Lucy the ancient human walked fully upright, and she was ripped
We may only ever have 47 of the 207 bones that made up the skeleton of this 3.18-million-year-old Australopithecus afarensis specimen known affectionately and widely as Lucy, but it’s been enough to make some incredible discoveries (and stir up more than a few controversies) that have informed human evolution.
The latest comes out of the University of Cambridge, where researcher Ashleigh Wiseman digitally reconstructed Lucy’s soft tissue in a 3D computer model for the first time. Recreating the musculature of the leg and pelvis, the imagery supports the supposition that this part-time tree-dwelling hominin walked completely erect, like humans, but more than three million years earlier.
Starting with human MRI and CT scans to map muscle pathways, Wiseman next focused on virtual reconstructions of Lucy’s bones and joints, and then married up cues from muscle "scarring" on the bones.
The resulting model shows how Lucy was capable of upright, erect locomotion but also possessed powerful leg muscles that facilitated her species’ half-land, half-arboreal lifestyle. Researchers believe the extra muscle power in the legs – 74% of the total mass compared to around 50% for humans – enabled A. afarensis to exploit both land and tree habitats.
"Lucy's ability to walk upright can only be known by reconstructing the path and space that a muscle occupies within the body," said Wiseman, from Cambridge University's McDonald Institute for Archaeological Research. "We are now the only animal that can stand upright with straight knees. Lucy's muscles suggest that she was as proficient at bipedalism as we are, while possibly also being at home in the trees.
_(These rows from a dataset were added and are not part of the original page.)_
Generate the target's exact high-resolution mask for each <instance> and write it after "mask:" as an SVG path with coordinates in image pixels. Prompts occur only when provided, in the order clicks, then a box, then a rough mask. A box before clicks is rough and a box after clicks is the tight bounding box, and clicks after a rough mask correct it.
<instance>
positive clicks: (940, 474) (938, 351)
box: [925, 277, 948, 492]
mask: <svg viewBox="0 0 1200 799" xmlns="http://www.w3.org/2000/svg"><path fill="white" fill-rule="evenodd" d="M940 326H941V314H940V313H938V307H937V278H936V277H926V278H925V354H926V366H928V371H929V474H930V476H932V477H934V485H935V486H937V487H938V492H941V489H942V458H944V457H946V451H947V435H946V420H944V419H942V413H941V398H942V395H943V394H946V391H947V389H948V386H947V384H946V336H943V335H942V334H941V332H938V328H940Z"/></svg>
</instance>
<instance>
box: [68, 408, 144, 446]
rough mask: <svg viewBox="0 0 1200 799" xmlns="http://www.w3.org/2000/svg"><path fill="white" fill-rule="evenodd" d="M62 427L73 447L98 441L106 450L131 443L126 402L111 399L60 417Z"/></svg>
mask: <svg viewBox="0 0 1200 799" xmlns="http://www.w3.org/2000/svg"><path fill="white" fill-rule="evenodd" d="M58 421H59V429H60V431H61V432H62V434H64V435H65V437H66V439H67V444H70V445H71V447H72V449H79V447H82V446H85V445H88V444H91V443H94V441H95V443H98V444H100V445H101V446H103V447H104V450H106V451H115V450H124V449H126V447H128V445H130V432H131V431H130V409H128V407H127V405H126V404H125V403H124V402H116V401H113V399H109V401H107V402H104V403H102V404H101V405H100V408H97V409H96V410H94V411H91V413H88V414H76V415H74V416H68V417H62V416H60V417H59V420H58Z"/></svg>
Lucy likely walked and moved in a way that we do not see in any living species today.”
Lucy’s bones were uncovered by Donald Johanson in 1974, at Hadar, Ethiopia. Originally thought to be part of the Homo genus, four years later Lucy, officially known as AL 288-1, was given her own classification after other fossils found in Laetoli, Kenya suggested that the scientists were dealing with a new lineage altogether. Since then, researchers have been able to piece together that A. Afarensis, a hugely successful species, lived for around 900,000 years, between 3.9 and 2.8 million years ago.
Shortly after her discovery, bone analysis revealed Lucy – who was named after Lucy In the Sky with Diamonds by the Beatles, an ear-worm on the radio at the digging site in 1974 – to be female, most likely a young adult thanks to an erupted wisdom tooth and the fusion of specific bones, and around 1.05-m (3.3-ft) tall.
And while there’s been much debate over how she walked, this study reveals specific knee-joint and muscle structures that back the most popular theory: that she was fully upright, not lurched or knuckle-dragging, and still had the physical capabilities to head into the trees.
"Australopithecus afarensis would have roamed areas of open wooded grassland as well as more dense forests in East Africa around three to four million years ago,” said Wiseman. “These reconstructions of Lucy's muscles suggest that she would have been able to exploit both habitats effectively."
And while dating fossils has provided invaluable information regarding human evolution, being able to track specific movement provides a much fuller picture as to how, three million years later, Homo sapiens emerged and quickly spread across the planet.
"Muscle reconstructions have already been used to gauge running speeds of a T. rex, for example," said Wiseman. "By applying similar techniques to ancestral humans, we want to reveal the spectrum of physical movement that propelled our evolution – including those capabilities we have lost."
The research was published in the journal Royal Society Open Science.